Arrêt 5A_701/2017 consultable ici : https://bit.ly/2Ha5DVK

Communiqué de presse du TF du 01.06.2018 consultable ici : https://bit.ly/2HesuQo

 

 

LAMal : Vers des forfaits aussi dans le domaine ambulatoire

LAMal : Vers des forfaits aussi dans le domaine ambulatoire

 

Communiqué de presse du 30.05.2018 consultable ici : https://bit.ly/2JevPE3

 

Face au blocage entre médecins et assureurs, qui n’arrivent pas à se mettre d’accord sur la tarification médicale (Tarmed), le Parlement met la pression. Le Conseil des Etats a transmis mercredi une motion PLR du National qui demande des modifications, par exemple en introduisant des forfaits dans l’ambulatoire.

Le Conseil fédéral a récemment dû imposer une adaptation du Tarmed, entrée en vigueur début 2018. Pour le PLR, cette solution doit rester provisoire. Dans sa motion, approuvée tacitement par les sénateurs, le parti demande de revoir la loi sur l’assurance maladie pour garantir les futures adaptations de la grille tarifaire.

Un des modèles à suivre pourrait être le recours à des forfaits par cas comme c’est le cas dans le domaine stationnaire hospitalier. La tarification à la prestation serait conservée, mais les partenaires tarifaires auraient parallèlement la possibilité de convenir d’autres formes de facturation. Le PLR souhaite en outre qu’aucun des acteurs du domaine de la santé ne détienne un droit de veto.

Faute d’être revue, la grille tarifaire Tarmed incite à un accroissement du volume des prestations, pointe du doigt le PLR. Les soins excédentaires qui en résultent coûtent cher et exposent les patients à des risques inutiles pour leur santé. Des procédures qui sont devenues meilleur marché sont rémunérées à un tarif trop élevé, attisant inutilement la hausse des primes.

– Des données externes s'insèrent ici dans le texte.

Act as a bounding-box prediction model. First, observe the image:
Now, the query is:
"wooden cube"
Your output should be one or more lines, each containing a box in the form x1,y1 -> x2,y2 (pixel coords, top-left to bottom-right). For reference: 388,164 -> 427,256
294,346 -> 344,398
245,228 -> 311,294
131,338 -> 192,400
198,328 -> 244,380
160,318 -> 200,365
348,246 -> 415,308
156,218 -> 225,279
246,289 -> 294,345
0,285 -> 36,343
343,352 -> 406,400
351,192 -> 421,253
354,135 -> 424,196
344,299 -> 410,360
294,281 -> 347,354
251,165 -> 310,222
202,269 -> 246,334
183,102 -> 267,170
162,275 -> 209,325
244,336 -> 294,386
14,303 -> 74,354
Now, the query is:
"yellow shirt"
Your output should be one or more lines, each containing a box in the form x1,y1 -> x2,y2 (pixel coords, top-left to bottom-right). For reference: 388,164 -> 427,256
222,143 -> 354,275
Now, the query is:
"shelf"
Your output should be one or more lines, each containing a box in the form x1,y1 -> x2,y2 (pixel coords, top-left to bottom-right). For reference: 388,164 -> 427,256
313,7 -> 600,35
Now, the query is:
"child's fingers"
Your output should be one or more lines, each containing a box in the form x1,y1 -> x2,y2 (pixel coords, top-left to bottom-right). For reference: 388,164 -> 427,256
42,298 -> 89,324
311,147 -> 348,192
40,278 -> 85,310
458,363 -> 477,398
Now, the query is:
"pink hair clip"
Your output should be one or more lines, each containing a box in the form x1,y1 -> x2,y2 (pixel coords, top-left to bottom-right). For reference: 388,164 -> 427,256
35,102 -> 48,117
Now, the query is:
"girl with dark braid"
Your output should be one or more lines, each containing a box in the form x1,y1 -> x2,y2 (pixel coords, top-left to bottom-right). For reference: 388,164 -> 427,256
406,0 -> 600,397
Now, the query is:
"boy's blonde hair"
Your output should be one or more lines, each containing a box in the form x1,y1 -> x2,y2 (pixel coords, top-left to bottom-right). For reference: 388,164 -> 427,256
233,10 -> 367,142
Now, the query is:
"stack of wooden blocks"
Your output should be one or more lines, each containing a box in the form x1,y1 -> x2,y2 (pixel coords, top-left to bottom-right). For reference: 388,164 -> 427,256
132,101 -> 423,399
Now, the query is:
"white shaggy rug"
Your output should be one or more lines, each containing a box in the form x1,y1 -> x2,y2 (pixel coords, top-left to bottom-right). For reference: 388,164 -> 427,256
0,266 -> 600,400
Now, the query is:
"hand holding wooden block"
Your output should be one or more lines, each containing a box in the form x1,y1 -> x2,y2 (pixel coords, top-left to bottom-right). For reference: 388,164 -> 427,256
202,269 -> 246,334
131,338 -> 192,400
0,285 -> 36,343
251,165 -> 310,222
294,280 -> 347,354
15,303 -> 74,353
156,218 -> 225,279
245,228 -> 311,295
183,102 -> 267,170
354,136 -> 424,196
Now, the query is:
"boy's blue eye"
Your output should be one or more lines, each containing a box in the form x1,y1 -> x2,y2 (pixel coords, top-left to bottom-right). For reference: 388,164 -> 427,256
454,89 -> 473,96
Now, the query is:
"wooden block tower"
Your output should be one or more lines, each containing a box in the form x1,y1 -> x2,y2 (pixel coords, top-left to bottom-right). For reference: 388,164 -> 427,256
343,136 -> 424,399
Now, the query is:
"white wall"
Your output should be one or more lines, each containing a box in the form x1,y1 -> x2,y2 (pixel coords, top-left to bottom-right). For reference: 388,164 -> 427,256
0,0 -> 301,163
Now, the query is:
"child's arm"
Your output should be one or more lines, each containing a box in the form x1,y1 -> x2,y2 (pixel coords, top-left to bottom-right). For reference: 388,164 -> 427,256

Les indemnités forfaitaires ont l’avantage de favoriser la réalisation efficace de prestations de soins et d’être facilement mises en œuvre.

 

Le Conseil fédéral ouvert

Le Conseil fédéral est ouvert à une telle solution, a expliqué le ministre de la santé Alain Berset. Il a rappelé que le groupe d’experts institué par son département s’est lui aussi attelé à cette question dans son rapport d’août 2017 intitulé « Mesures visant à freiner la hausse des coûts dans l’assurance obligatoire des soins ».

Un premier paquet de mesure sera mis en consultation avant la fin de l’année, a annoncé M. Berset. Un des éléments de ce paquet sera précisément les forfaits dans le domaine des soins ambulatoires.

 

Déjà un accord signé

Certains acteurs de la santé ont déjà pris les devants. En février, l’association d’assureurs maladie santésuisse et les ophtalmologues ont signé un accord sur des forfaits. Ils s’appliqueront désormais aux opérations de la cataracte et du glaucome ainsi qu’aux injections intravitréennes (intervention sur le corps vitré).

Ce tarif doit encore être approuvé par les directeurs cantonaux de la santé. L’adhésion est facultative pour les médecins spécialistes. D’autres forfaits pour la chirurgie de la main, la radiologie, la chirurgie pédiatrique et l’orthopédie sont en préparation.